[RFC] qla2xxx: Add dev_loss_tmo kernel module options

From: Daniel Wagner <dwagner@suse.de>
To: linux-scsi@vger.kernel.org
Cc: GR-QLogic-Storage-Upstream@marvell.com,
	linux-nvme@lists.infradead.org, Hannes Reinecke <hare@suse.de>,
	Daniel Wagner <dwagner@suse.de>,
	Nilesh Javali <njavali@marvell.com>,
	Arun Easi <aeasi@marvell.com>
Subject: [RFC] qla2xxx: Add dev_loss_tmo kernel module options
Date: Mon, 19 Apr 2021 12:00:14 +0200	[thread overview]
Message-ID: <20210419100014.47144-1-dwagner@suse.de> (raw)

Allow to set the default dev_loss_tmo value as kernel module option.

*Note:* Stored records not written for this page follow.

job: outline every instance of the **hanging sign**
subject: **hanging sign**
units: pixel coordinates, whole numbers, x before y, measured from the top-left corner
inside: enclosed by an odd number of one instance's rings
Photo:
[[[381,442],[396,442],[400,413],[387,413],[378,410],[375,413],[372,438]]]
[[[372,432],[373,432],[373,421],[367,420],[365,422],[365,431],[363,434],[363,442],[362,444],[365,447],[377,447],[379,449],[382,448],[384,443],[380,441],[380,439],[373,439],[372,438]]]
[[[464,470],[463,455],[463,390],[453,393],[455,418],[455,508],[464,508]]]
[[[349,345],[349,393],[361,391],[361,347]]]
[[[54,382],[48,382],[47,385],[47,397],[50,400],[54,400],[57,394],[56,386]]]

Cc: Nilesh Javali <njavali@marvell.com>
Cc: Arun Easi <aeasi@marvell.com>
Signed-off-by: Daniel Wagner <dwagner@suse.de>
---
Hi,

During array upgrade tests with NVMe/FC on systems equiped with QLogic
HBAs we faced the problem with the default setting of dev_loss_tmo.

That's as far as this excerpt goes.